T2 Trainspotting ne décevra que les pseudos cinéphiles qui n’ont qu’une médiocre culture cinématographique de ces quinze dernières années et qui sont formatés aux « suites-remakes ». Effectivement, désolé pour eux mais heureusement pour le cinéma, T2 Trainspotting n’est pas un copier-coller de Trainspotting. C’est un autre film.

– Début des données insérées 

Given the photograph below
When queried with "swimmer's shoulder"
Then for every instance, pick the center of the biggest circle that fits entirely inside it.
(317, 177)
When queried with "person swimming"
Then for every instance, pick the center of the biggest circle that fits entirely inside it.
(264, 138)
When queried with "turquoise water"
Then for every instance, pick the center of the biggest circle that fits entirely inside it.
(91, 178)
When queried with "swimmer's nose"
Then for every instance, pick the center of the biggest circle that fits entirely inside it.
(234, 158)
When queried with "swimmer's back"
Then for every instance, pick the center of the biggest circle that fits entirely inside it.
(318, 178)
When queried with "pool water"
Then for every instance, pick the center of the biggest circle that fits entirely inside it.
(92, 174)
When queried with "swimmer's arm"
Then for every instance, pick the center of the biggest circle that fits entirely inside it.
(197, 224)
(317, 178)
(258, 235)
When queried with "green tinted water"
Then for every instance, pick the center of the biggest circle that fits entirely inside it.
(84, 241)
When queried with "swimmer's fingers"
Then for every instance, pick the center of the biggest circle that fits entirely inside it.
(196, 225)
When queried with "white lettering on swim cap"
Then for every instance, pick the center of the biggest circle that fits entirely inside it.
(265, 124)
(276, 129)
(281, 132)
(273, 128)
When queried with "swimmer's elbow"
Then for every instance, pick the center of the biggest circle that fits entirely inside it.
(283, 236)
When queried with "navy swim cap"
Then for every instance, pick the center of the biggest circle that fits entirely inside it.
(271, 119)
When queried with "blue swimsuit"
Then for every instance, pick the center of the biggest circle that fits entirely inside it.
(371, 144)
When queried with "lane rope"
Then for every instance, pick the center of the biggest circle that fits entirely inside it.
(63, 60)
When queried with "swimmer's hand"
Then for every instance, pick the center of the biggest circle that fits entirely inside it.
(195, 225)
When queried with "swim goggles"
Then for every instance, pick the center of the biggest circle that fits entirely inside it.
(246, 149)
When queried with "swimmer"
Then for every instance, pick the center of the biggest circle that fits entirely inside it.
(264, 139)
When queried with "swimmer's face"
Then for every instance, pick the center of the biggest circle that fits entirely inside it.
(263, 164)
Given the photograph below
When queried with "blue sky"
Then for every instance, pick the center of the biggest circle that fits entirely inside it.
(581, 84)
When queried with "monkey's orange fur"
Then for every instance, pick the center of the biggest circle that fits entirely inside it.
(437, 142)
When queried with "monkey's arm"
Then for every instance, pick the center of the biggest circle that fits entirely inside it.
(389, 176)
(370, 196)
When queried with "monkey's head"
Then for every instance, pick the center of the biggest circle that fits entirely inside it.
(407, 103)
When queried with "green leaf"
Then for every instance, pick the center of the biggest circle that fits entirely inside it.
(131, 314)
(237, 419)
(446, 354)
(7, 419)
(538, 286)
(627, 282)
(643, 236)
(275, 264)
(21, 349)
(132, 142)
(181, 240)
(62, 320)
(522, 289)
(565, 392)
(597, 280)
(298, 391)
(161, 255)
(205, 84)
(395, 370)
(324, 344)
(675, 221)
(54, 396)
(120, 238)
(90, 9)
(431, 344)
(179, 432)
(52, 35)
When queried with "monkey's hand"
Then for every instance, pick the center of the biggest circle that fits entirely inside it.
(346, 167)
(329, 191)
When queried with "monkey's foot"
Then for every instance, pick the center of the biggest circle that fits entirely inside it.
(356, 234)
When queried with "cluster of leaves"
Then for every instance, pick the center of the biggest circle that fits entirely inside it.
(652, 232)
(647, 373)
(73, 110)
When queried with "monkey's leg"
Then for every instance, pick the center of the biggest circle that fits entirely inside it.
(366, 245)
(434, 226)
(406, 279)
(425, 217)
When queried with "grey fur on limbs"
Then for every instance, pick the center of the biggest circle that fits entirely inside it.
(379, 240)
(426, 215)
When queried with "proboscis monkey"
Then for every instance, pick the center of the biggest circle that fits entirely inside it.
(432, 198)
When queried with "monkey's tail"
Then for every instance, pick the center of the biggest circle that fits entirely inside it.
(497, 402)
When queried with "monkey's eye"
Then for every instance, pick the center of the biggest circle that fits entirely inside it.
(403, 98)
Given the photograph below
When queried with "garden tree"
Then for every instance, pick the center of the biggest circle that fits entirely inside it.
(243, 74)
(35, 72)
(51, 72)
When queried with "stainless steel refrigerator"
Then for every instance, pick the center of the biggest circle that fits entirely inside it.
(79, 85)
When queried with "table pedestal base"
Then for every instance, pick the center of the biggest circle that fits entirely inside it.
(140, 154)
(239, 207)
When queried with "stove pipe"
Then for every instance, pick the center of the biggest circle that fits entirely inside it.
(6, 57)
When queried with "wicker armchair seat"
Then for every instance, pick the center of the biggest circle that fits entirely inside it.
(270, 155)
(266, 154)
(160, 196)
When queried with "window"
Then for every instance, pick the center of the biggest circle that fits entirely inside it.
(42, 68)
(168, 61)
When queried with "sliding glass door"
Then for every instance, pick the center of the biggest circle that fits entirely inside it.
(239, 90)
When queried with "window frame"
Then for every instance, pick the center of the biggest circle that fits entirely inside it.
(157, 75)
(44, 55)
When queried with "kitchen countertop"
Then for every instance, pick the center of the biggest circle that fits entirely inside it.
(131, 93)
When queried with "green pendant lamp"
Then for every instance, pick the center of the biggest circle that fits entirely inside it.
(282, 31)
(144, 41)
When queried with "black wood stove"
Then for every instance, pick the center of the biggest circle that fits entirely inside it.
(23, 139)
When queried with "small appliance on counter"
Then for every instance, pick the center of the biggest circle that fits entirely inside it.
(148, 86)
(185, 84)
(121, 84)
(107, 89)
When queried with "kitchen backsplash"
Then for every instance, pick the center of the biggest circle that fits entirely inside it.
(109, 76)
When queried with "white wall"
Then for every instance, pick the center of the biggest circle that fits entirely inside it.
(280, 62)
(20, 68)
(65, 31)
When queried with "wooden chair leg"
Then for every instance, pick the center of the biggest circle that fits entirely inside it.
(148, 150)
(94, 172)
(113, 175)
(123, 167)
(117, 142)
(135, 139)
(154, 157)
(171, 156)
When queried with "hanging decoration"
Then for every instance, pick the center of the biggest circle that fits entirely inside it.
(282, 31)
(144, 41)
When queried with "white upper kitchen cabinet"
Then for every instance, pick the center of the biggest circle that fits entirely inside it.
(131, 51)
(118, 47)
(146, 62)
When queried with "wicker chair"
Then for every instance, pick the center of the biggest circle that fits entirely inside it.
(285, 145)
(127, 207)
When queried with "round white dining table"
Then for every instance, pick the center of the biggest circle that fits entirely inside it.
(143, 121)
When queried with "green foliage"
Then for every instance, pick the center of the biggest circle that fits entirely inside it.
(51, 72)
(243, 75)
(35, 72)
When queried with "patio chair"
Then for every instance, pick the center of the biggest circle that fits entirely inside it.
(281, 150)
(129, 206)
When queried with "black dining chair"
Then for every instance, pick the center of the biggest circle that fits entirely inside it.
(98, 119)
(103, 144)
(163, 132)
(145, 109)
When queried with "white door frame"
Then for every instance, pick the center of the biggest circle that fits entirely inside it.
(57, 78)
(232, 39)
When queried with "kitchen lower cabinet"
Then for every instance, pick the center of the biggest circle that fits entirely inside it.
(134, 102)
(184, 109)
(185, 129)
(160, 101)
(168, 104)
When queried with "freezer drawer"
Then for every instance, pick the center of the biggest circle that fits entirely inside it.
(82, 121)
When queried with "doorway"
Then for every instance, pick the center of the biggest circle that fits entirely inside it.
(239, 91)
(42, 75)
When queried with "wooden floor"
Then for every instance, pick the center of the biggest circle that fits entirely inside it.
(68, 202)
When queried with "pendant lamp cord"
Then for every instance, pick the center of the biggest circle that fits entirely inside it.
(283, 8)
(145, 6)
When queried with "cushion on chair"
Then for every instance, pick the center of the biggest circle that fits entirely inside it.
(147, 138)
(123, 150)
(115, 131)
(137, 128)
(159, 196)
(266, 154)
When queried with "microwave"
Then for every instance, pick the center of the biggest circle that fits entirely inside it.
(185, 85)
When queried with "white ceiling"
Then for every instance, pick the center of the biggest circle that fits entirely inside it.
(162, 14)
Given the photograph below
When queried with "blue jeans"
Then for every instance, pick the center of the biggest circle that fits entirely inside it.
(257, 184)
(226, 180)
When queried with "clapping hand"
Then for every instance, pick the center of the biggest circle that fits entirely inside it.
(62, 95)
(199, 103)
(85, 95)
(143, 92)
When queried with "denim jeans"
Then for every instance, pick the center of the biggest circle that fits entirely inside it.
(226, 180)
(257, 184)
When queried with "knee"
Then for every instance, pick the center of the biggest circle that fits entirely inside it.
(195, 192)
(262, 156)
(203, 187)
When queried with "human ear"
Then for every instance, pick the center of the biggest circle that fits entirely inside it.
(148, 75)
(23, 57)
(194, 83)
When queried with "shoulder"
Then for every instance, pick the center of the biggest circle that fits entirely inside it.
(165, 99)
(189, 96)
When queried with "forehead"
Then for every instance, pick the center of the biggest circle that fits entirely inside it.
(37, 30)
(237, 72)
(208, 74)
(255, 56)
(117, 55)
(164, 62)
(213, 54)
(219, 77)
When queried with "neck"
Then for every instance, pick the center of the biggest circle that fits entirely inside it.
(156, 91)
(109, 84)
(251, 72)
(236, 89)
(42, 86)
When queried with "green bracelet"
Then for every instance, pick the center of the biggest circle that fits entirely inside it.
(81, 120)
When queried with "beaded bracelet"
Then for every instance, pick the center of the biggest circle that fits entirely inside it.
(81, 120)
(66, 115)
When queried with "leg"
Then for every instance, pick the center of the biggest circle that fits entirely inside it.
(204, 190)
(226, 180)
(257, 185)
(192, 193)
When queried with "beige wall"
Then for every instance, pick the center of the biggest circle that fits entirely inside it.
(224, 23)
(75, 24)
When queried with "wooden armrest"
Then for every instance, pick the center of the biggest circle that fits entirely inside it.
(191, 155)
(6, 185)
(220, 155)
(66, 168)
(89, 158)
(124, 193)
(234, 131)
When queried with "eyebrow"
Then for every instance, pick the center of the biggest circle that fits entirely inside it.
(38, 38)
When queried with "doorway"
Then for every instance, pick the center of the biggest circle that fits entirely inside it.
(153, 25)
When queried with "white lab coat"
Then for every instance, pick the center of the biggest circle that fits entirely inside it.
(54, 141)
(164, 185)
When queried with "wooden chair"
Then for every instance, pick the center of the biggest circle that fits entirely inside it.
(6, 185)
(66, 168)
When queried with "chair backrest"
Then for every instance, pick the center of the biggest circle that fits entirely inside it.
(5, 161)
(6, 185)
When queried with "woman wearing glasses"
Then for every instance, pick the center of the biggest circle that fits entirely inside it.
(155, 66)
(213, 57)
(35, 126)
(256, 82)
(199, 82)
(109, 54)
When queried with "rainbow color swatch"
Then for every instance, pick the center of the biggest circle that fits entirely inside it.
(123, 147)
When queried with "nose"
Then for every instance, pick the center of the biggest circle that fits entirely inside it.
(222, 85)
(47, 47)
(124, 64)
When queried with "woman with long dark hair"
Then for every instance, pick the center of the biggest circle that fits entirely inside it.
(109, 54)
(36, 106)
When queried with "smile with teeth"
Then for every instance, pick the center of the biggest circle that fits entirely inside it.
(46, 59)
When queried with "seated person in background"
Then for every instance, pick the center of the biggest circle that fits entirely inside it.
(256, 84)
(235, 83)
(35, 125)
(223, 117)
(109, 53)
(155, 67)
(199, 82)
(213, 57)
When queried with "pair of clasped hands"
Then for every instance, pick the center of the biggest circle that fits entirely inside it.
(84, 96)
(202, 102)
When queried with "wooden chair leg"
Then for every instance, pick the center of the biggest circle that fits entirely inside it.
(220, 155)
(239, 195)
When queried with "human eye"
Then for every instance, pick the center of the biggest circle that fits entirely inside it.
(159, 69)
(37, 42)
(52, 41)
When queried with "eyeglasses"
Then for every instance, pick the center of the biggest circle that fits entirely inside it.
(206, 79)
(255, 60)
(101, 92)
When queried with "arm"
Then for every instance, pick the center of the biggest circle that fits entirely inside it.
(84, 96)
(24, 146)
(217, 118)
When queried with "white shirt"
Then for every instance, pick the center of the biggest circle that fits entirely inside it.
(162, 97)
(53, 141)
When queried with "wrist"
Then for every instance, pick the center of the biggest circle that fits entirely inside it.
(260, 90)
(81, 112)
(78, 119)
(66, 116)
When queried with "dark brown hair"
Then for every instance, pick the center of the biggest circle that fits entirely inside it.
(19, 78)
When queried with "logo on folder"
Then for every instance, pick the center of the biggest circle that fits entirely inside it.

Curieux et intuitif, Danny Boyle est un cinéaste créatif et passionné au style résolument moderne. Bien évidemment conscient des attentes du public pour ce film et de sa signification dans la culture populaire, pour notre plus grand plaisir, ce dernier parvient comme il y a vingt ans à nous surprendre et à déjouer nos attentes. Avec T2 Trainspotting Danny Boyle signe un film à la mise en scène libre et nerveuse qui rend hommage au passé autant qu’il célèbre le présent. Son énergie débordante qui n’a d’égale que sa vision audacieuse et passionnante fait de lui un cinéaste unique. Il n’y avait que lui pour mener à bien cette « suite », ces retrouvailles, et en faire une œuvre singulière à la fois pertinente et impertinente sur la génération héritière, ou plutôt victime, du Thatchérisme. Hilarant et dans le même temps bouleversant, T2 Trainspotting est une véritable réussite.
Steve Le Nedelec
A lire : T2 Trainspotting (I)
T2 Trainspotting un film de Danny Boyle avec Ewan McGregor, Ewen Bremner, Jonny Lee Miller, Robert Carlyle, Shirley Henderson, Anjela Nedyalkova, Kelly Macdonald… Scénario : John Hodge d’après Irvine Welsh. Images : Anthony Dod Mantle. Décors : Patrick Rolfe, Mark Tildesley. Costumes : Rachael Fleming, Steven Noble. Montage : Jon Harris. Producteurs : Bernard Bellew, Danny Boyle, Christian Colson, Andrew Macdonald. Production : DNA Films – Decibel Films – Cloud Eight Films – TriStar Pictures – Film4 – Creative Scotland. Distribution (France) : Sony Pictures Releasing (Sortie : le 1er mars). Grande-Bretagne. 2016-2017. 117 mn. Couleur. Format image : 1.85 :1. Dolby Digital. Tous Publics avec avertissement. Berlinale 2017, Hors-compétition.